BACKGROUND: Vesicoureteral reflux (VUR) is a common urological disorder in children. The development of breakthrough urinary tract infections (bUTI) lead to important morbidity and often triggers surgical correction. To date, various models have been developed to offer better prognostication for children with VUR, all hampered by subjectivity in VUR grading and severity assessment. Herein, we aimed to enhance bUTI prediction in children with VUR, employing a large multi-institutional dataset that incorporates novel quantitative measures for VUR severity and contrasting it with analyses with traditional grading methods.
METHODS: Four pediatric centers across Canada, USA, and India were queried for clinical information and voiding cystourethrogram (VCUG) data in children with VUR. Eligible participants had primary VUR with >=14 months of follow-up on prophylactic antibiotics and no surgical interventions. Each VCUG was graded for severity with traditional classification (by multiple raters) and by quantitative VUR (qVUR) features including ureteral tortuosity and dilatation.

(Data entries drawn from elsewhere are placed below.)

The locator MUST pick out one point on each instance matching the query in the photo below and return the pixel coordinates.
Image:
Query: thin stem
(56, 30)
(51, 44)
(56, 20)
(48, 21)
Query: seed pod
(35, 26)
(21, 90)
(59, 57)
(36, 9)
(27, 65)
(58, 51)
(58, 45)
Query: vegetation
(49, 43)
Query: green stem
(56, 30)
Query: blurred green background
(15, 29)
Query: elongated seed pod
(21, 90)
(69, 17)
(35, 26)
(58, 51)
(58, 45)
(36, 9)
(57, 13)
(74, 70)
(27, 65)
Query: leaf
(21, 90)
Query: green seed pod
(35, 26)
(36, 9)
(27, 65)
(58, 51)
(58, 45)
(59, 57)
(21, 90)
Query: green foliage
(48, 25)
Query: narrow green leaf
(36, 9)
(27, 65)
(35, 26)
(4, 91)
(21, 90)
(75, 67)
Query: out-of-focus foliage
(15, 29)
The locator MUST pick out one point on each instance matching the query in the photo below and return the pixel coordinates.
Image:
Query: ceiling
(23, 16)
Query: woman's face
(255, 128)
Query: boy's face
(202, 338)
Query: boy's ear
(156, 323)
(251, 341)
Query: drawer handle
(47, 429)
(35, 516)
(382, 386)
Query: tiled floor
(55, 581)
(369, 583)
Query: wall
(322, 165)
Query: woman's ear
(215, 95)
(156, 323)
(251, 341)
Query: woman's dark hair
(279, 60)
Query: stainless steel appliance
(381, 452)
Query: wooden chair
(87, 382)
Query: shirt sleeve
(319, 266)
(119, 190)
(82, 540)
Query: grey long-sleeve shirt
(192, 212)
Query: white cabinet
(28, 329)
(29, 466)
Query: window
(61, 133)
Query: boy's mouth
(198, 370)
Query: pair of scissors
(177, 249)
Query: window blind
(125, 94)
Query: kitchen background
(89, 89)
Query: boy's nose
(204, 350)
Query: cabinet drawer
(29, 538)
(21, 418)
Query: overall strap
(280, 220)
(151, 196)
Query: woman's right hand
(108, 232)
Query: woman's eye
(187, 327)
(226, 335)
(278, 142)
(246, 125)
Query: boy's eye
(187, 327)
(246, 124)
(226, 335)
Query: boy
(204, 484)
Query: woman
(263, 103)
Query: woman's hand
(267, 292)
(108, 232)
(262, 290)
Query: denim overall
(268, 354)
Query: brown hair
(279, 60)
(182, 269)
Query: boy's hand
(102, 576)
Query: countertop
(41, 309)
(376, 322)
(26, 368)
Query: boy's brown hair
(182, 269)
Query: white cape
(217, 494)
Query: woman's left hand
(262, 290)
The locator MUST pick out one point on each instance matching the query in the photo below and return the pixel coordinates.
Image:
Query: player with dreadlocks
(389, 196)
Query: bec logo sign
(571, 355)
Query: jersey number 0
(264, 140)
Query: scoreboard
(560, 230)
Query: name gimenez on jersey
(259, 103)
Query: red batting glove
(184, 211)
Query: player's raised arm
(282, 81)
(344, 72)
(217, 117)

Using multivariable and Cox proportional hazards regression, the risk of bUTI was estimated. Models were trained and externally validated to provide individualized survival curves. Model performance by concordance index and area under the receiver-operator-characteristic (AUROC), calibration, and net benefit was compared between baseline clinical risk, VUR-based, and qVUR-based models.
RESULTS:Overall, 684 children were included (308 training, 376 validation); of which 109 (16%) experienced a bUTI within the study period. Age >12 months (HR 0.64, 95%CI 0.44, 0.93; p=0.02) and male sex (HR 0.60, 95%CI 0.41, 0.89; p=0.01) were associated with decreased risk of bUTI. There was no significant difference with bilateral VUR versus unilateral VUR (HR 0.93, 95%CI 0.64, 1.35; p=0.69). High-grade VUR (grade 4-5) was associated with an increased risk of bUTI (HR 1.48, 95%CI 1.01, 2.15; p=0.04). Ureteral dilation was associated with increased risk of bUTI (HR 1.58-1.73, p=0.01), while ureteral tortuosity was not significantly associated with bUTI risk. Together, the qVUR-based cox regression model performed with a c-index of 0.64, compared to 0.57 for VUR-based models. In children under 1 year of age, the binary AUROC was 0.75 with qVUR-based model. The qVUR-based model stratified patients into low-, moderate- and high-risk groups. The latter were at significantly elevated risk (HR 2.17 95%CI 1.45, 3.23), and this provided significantly improved calibration and net benefit, while appearing to not be biased by age, sex, or laterality (Figure).
CONCLUSIONS:
These findings suggest that personalized bUTI risk is associated with VUR severity, which can be forecasted with modest model performance. qVUR measures remain clinically significant and offers new objective metrics to determine VUR severity over traditional grading. This can improve the detection of new clinical associations in VUR. Our data shows that qVUR offers promising improved risk prognostication and can select patients at increased risk for bUTI who may benefit from a more proactive surgical strategy.